Drupal behind heavy doors

We just upgraded the largest daily newspaper in Israel, "Israel Hayom" (www.israelhayom.co.il), to the Drupal platform.
Drupal is a great CMS which suits the data structure very well and allows us, the developers, to hand off much of the controls to the editors and site administrators, with lots of very cool features and great user experience. On the contrary, when it's comes to delivering pages and content to the end-users, Drupal may not be the best solution. Direct access to Drupal can result in a very weak performance while every content request can become an obstacle.


Our team approach was to put Drupal “Behind heavy doors”. Which means, no content request will be granted a direct access to Drupal, but ours. We’ve divided our solutions into two parts: one solution for the static content and one solution for the interactive, dynamic content.


Most of the news content on the website today is presented as static, and the best solution for delivering static content is done by caching. All the static content as articles, opinions, etc. is being cached as HTML pages. Our solution for improving static web pages performance with Drupal is divided into two layers:
 The first layer which the end-users come across is an Akamai CDN. Akamai is a few thousand servers spread globally and caches HTML pages by URL path, each page is assigned a high TTL (Time To Live) of one week.

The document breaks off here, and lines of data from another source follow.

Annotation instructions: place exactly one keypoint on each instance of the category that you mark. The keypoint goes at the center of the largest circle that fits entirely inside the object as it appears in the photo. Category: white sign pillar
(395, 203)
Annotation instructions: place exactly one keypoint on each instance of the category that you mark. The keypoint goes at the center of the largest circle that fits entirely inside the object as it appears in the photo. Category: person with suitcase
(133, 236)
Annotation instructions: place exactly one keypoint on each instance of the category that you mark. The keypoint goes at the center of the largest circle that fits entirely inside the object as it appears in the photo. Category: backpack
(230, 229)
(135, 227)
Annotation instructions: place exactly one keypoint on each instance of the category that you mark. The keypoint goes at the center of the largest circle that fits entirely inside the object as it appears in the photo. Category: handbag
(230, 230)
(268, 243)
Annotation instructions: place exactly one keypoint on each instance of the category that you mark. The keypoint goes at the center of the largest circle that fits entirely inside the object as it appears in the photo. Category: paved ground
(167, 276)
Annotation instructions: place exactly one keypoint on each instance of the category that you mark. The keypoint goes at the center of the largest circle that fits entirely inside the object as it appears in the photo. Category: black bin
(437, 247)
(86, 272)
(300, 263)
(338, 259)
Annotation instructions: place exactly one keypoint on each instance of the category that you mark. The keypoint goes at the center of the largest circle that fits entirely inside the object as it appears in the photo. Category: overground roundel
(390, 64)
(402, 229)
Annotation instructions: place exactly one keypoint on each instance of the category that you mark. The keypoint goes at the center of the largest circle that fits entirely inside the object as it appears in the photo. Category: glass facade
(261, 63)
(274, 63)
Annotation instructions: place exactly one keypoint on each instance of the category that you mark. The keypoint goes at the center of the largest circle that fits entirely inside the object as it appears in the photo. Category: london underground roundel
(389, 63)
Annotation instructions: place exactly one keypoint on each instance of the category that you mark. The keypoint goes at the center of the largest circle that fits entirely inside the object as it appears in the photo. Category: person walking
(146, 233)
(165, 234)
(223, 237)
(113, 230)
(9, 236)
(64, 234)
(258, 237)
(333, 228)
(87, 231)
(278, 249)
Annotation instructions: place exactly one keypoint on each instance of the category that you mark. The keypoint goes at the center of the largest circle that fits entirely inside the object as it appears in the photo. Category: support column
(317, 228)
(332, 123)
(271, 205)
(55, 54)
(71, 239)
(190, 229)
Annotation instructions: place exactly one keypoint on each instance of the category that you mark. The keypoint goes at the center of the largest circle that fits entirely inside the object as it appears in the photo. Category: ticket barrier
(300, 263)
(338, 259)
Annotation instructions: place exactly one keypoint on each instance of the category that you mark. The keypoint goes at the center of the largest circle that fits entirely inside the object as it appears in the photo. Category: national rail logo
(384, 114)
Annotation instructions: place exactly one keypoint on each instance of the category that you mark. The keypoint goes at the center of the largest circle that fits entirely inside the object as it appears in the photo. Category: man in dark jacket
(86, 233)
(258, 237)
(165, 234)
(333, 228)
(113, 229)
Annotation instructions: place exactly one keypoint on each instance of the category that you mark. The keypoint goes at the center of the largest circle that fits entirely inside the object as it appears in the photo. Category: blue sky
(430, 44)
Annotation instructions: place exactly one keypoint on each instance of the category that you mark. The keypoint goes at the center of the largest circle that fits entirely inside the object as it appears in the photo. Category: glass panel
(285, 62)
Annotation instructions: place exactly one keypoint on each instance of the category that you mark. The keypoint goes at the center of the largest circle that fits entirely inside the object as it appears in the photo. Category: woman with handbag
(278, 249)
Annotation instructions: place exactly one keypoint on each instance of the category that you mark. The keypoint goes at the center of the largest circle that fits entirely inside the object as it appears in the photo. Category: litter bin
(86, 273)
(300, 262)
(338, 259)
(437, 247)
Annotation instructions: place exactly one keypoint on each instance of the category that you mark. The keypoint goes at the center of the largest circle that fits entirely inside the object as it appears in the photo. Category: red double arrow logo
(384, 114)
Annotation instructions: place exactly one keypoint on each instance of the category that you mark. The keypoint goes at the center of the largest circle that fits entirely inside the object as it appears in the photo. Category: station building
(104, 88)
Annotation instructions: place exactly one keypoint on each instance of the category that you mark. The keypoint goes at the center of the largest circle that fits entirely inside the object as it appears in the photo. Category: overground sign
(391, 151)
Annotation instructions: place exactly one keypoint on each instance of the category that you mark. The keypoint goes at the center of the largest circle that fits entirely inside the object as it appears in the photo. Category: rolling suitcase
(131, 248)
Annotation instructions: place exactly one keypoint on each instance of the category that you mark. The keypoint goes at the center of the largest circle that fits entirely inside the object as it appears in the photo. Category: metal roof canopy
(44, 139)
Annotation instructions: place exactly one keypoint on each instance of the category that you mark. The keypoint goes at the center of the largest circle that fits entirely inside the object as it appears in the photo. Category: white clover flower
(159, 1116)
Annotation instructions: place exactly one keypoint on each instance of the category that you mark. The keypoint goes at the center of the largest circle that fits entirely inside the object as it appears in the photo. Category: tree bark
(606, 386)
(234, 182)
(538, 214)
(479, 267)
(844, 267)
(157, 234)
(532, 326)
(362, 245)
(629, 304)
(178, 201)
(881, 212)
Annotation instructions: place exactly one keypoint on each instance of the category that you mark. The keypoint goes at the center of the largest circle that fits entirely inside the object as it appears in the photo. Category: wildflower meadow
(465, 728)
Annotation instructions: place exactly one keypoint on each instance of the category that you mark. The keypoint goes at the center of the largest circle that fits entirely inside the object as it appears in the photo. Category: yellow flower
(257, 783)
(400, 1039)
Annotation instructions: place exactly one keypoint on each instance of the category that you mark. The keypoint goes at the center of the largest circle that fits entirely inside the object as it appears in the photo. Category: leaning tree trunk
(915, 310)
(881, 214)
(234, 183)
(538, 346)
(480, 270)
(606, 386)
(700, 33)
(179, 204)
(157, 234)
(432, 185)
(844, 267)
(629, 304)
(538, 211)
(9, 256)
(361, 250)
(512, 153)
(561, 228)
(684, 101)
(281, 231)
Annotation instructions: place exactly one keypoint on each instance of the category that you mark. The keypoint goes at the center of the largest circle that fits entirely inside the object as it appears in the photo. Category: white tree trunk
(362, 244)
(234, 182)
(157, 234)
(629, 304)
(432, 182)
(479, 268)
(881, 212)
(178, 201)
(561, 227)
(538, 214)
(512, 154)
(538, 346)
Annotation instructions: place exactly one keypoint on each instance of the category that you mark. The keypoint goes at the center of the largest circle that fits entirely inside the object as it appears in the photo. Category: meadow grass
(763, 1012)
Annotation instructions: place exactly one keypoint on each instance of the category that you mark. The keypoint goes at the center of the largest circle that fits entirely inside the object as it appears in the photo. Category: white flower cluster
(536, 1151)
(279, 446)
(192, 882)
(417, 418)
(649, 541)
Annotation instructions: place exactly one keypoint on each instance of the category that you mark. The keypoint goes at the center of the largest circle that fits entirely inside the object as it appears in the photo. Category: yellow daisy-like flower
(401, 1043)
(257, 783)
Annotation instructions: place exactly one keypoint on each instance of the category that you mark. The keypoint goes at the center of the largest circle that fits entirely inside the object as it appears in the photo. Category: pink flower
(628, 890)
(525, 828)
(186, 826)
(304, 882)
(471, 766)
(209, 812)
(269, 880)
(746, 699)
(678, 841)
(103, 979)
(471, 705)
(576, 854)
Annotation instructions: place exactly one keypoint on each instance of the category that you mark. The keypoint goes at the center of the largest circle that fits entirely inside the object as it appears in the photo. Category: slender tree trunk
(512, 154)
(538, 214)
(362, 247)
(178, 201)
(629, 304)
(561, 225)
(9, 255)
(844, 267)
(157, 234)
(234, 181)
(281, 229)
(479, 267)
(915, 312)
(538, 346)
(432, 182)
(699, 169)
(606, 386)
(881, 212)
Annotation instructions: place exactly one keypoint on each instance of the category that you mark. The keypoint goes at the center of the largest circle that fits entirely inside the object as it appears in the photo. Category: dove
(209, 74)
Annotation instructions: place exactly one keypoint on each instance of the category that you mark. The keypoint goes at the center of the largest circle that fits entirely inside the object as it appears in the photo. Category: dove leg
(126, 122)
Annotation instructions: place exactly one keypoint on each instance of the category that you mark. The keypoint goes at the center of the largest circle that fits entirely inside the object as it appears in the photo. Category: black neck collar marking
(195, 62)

This process requires a lot of caching but if a new page is delivered or the cache has cleared, the request will pass on to the next layer of the solution.
 The second layer is a Ngnix used as a reverse proxy server which saves all the static pages as HTML and never clears the cache. Each submission (Insert or update) of any content on the website by an editor will automatically be “pushed" to the server. The caching action is reduced by only occurring on content submissions and not on content requests. This is what makes the Drupal server impermeable (almost :-)) for end-users requests.
To find out how we solved immediate content updates on Akamai, please click here.


The website is made out of a variety of both Static and Dynamic pages.
Any list of content used in combination with user selection options, as filtering, sorting, search module or even just using a pager, will automatically become an interactive page with dynamic content, which does not use cache system.
To resolve the fact that we cannot cache those pages as HTML, we built two corresponding systems:
 The first one is a NodeJS / MongoDB server, which synchronizes all the content. On each submission we store a content-object with the relevant data on the MongoDB, ready to be retrieved at any time. On the other side we structure a data API for querying the data-objects, by passing fields, filters, sorts, etc. (This API is also serves all of our external providers like mobile devices, smartTV, etc.). At this point, we turned all the dynamic pages in the website (These are usually built with Views module), to a client-side JS rendering mechanism with AJAX and a template engine (aka Backbone.js + Mustache) that interact with the end-users, and dynamically querying the API which has super fast response time. (www.israelhayom.co.il/archive/articles).
 The second system is an Apachesolr server which holds similar objects and ready to query any searches initiated by the end-users, from the website, mobile device or smartTV.


As you can see, direct access for users request is not occurring to the Drupal server, the routing system or database. All of the complex processes are fully controlled, maintained and performed at the background while they are out of reach or Behind heavy doors”.